Another Pisa presentation whose research Ataxia UK has funded is the work of Spanish scientist Javier Diaz-Nido into the possibility of developing FA therapies around neurotropic factors. These molecules, which are small proteins and peptides — or portions of proteins — promote neuron survival. Scientists believe neuron death is the cause of most neurodegenerative diseases like ataxias.
An important tool for studying a disease, and creating treatments for it, are cell and animal models that mimic its characteristics in humans. The models help scientists develop therapies that can then be tested in clinical trials involving humans.
About 15 years ago, Ataxia UK supported British researcher Mark Pook’s development of a mouse model of FA that scientists worldwide now use in research today. The organization has also funded the development of induced pluripotent stem cell models of ataxia.
Scientists continue to develop models of ataxia that can improve researchers’ work, and the Pisa conference will include presentations on several new models.
Priority on collaboration and patients
Millman said Ataxia UK made facilitating collaboration on treatment and research a priority a decade ago, and conferences like IARC are important to generating and strengthening such collaboration.
Collaboration is crucial partly because ataxia is so complicated. Each of the 100 or so varieties of the inherited disease stems from different gene mutations.
“Ataxia UK firmly believes that no one charity, pharmaceutical company or laboratory is going to crack these ataxia conditions” by themselves, Millman said.
The three organizers of the Pisa conference — Ataxia UK, FARA and GoFAR — have already collaborated on a number of research projects, she pointed out.
Because Ataxia UK deals with all ataxias, it also works with other European ataxia patient advocate groups. In fact, it will be taking part in a Euroataxia symposium in Pisa in conjunction with the IARC conference. Euroataxia is made up of ataxia patient groups in several European countries and Israel.

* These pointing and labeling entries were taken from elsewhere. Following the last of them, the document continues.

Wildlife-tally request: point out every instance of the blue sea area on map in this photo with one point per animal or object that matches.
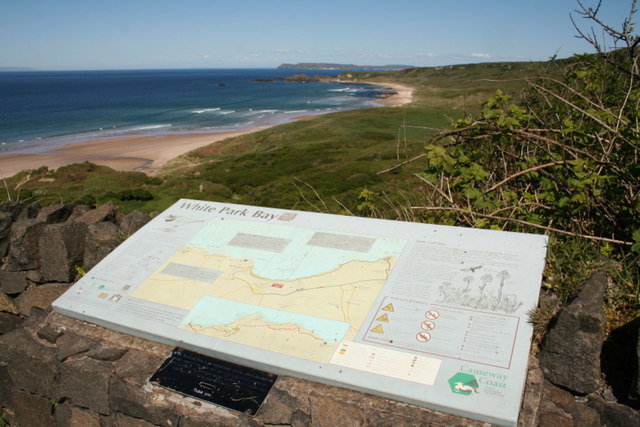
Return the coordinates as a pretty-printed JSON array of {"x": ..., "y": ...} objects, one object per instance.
[
  {"x": 212, "y": 311},
  {"x": 298, "y": 259}
]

A survey of participants at the first IARC in England showed how important such gatherings are to facilitating collaboration, Millman said. Of those who responded, 86 percent said they made new contacts at the event that they believed would enhance their work.
The Windsor conference, which was then the largest gathering of the ataxia community — about 350 people — also helped “many scientists get to meet patients” for the first time, Millman said, adding that many researchers “were talking to us about the fact that they were scientists and they never get to meet a patient.” The interaction was probably particularly beneficial to young researchers, she added.
Reasons for hope
Every day started with individual patients addressing participants.
These presentations, and patients’ and their families’ interaction with others at the event, underscored to the scientists that “it’s actually about patients,” Millman said. “It’s about patients getting worse, about patients living shorter and less fulfilling lives than they might otherwise.”
The underlying message was that “this isn’t any old research — it’s actually about people’s lives,” she said.
But the inspiration that emerged did not flow in one direction only. The scientists inspired patients and their families as well, by giving them hope, Millman said.
Those with ataxia and their families — particularly parents with young children — “are desperate to see some hope,” she said.
And the number of scientists who were there “is something that’s not forgotten” on patients and families, Greenfield said.
The Pisa conference will likely have about the same number of participants as the one in Windsor. Its organizers expect it to continue fostering collaboration in the ataxia community, inspiring scientists about the work they are doing, and generating new reasons for hope among patients and their families.